When they regained consciousness the first thing they noticed was that they were chained to a wall in a gigantic (but immaculate) kitchen. Ninja cooks literally danced as they moved about preparing food in a highly stylized fashion. As for the burgers, they were finicky looking things with ingredients like avocado and mango, and garnished with lemongrass and other such frou-frou ingredients. Even the French fries weren't simply julienned but cut into the shape of shuriken. As they watched the incredibly choreographed scene before them, the door at the far end swung opened and in walked a tall, pale man, with long black hair and reptilian eyes who was closely followed by Kabuto.
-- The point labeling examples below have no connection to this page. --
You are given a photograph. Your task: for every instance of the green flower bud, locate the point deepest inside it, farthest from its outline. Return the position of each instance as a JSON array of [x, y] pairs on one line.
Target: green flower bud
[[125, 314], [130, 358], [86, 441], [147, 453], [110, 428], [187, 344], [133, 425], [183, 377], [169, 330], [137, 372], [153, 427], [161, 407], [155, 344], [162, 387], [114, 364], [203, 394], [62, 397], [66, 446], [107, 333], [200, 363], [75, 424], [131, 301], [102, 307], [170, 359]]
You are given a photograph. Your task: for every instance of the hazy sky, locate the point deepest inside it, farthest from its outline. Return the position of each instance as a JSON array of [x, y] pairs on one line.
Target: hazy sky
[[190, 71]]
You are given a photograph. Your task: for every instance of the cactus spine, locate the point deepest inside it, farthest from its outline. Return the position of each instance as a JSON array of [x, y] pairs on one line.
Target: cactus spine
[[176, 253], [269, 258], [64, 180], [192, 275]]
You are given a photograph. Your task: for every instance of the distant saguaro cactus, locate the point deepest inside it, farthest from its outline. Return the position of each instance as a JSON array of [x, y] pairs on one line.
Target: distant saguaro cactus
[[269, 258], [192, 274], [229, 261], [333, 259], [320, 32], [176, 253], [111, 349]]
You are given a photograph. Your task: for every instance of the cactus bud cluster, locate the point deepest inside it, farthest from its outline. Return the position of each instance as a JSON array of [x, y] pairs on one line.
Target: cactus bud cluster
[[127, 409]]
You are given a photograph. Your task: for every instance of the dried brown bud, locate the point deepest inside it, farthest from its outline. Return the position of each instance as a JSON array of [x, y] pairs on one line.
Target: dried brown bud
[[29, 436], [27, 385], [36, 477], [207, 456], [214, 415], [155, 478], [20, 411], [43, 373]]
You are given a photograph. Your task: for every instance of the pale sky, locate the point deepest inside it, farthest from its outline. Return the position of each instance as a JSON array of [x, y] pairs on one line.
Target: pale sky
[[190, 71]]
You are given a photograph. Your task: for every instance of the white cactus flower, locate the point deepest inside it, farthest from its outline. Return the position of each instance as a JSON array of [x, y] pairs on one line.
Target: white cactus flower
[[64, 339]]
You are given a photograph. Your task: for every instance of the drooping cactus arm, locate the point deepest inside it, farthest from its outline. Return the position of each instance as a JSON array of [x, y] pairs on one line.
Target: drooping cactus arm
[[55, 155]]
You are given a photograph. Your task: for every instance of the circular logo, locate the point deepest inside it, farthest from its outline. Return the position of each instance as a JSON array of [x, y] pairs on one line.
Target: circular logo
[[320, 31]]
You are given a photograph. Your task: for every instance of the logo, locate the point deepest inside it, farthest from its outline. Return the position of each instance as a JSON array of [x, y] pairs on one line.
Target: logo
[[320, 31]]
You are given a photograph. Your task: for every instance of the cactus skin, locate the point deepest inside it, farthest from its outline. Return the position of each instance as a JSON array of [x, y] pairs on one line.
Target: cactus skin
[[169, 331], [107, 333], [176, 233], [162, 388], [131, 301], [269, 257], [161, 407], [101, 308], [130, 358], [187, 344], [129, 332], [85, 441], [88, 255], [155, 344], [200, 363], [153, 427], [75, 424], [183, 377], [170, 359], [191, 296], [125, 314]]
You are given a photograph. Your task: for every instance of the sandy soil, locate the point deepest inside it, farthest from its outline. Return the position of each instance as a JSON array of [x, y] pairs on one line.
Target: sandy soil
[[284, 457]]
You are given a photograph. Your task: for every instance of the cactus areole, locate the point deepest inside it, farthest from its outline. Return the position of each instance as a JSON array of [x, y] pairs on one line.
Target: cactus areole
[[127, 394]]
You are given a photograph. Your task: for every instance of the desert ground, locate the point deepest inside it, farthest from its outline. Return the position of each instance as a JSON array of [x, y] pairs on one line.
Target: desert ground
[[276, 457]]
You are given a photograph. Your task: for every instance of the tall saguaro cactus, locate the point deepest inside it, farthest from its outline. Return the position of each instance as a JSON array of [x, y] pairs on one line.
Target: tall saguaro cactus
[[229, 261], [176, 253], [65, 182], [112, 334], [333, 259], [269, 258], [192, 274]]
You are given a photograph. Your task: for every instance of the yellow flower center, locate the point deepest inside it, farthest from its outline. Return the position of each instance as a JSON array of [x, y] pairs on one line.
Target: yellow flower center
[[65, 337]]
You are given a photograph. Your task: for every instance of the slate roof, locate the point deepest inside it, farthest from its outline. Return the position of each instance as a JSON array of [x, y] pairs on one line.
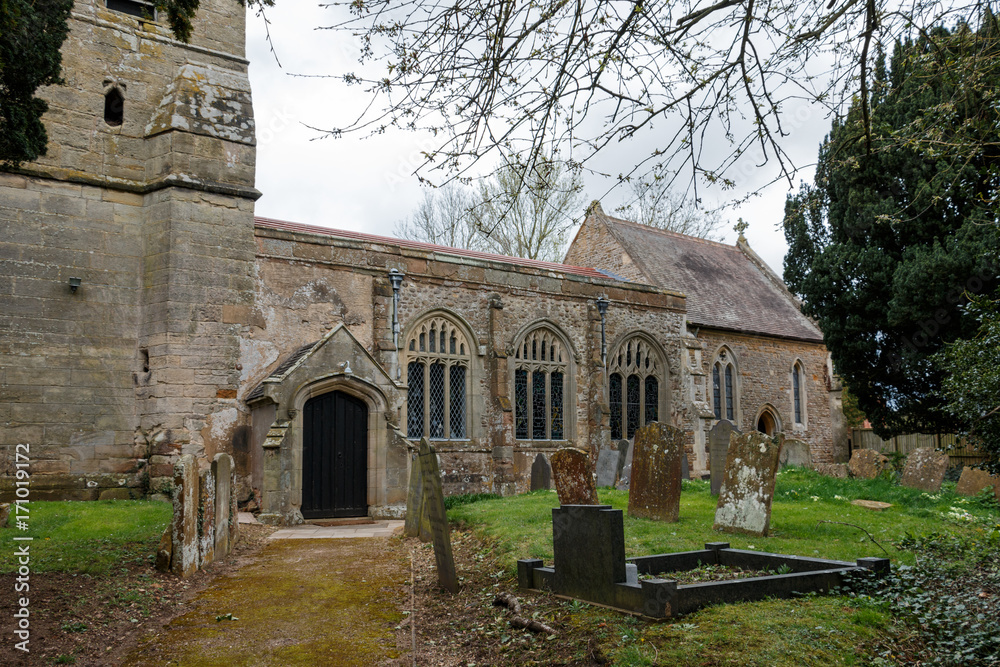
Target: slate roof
[[279, 373], [435, 249], [726, 288]]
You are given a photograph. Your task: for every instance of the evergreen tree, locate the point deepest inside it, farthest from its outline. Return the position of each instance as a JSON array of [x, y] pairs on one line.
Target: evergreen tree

Both men immediately made a beeline for their captives.
"Greetings," bowed the older man. "I am Orochimaru, Franchise Manager of Oto Ninja Burger. I do apologize for your current accommodations but I simply cannot have you running about you see."
"What's the big idea kidnapping us out of the blue like that?" Naruto demanded, pulling at his chains as if he could yank them out of the wall.
"You may as well dispense with the charade. I know you were sent here to spy on me." At the three blank and one completely confused looks he got Orochimaru put his hands on his hips. "Oh please, the teenagers-lost-in-the-big-city ploy is older than Konoha's Third Franchise Manager." Four annoyed looks. "You honestly expect me to believe that Sarutobi didn't send you here to spy on me, and find out how I plan to take control of the entire Ninja Burger enterprise?"
"Dude, we didn't even know there was an Oto franchise before your little toady over there told us." Kiba snapped.
"I am not a toady!" Kabuto pouted.
"So, Sarutobi didn't send you to spy on me and ultimately try to foil me?" Orochimaru asked.
"Exactly. We just got lost after we left the company picnic." Said Shino.
"And you had no idea at all of what I was planning before now?"
"None whatsoever." Naruto confirmed.
"I just revealed my grand scheme for no good reason at all?"
"If it makes you feel any better we don't know how you plan to go about accomplishing it." Hinata pointed out.
"So if you could just unlock these shackles and let us go back to our friends so we can find ourselves a swingin' party before the night's over that would be great." Kiba said.
"I can't let you leave now!" Orochimaru snapped. "You know too much!"
"And whose fault is that?" Shino countered.
"Shut up! You are going to stay here until I'm done taking over Konoha Ninja Burger. Come Kabuto, we must complete our preparations tonight!" And with that he stomped off.
"Well this is just great." Groused Naruto. "How are we supposed to get out of this mess?"
"Don't worry," said Shino. "I took the liberty of stealing everyone's wallets before we went into the alley."
"What, why?"
"On the off chance that guy was gonna invite us to a rave I figured we'd need drinking money."
"It must be a very strange place inside your head Shino." Kiba sighed. "I don't get how stealing everyone's money is going to help us."
"It's very simple. We're lost in the city with no other way to get home except by public transportation and I have all their money. Why wouldn't they come looking for us?"
Yeah, I know I took a long time to update but I think I deserve a little slack for writing three stories at once. It's getting harder and harder to keep up with the continuity all three. I may have to consider ending this one soon.
1) Supposedly one of the 101 things you should do before you die. Having said that, if any of you plan on doing this make absolutely certain that the place you do it at is completely devoid of other people; some of us don't want a free show thank you very much.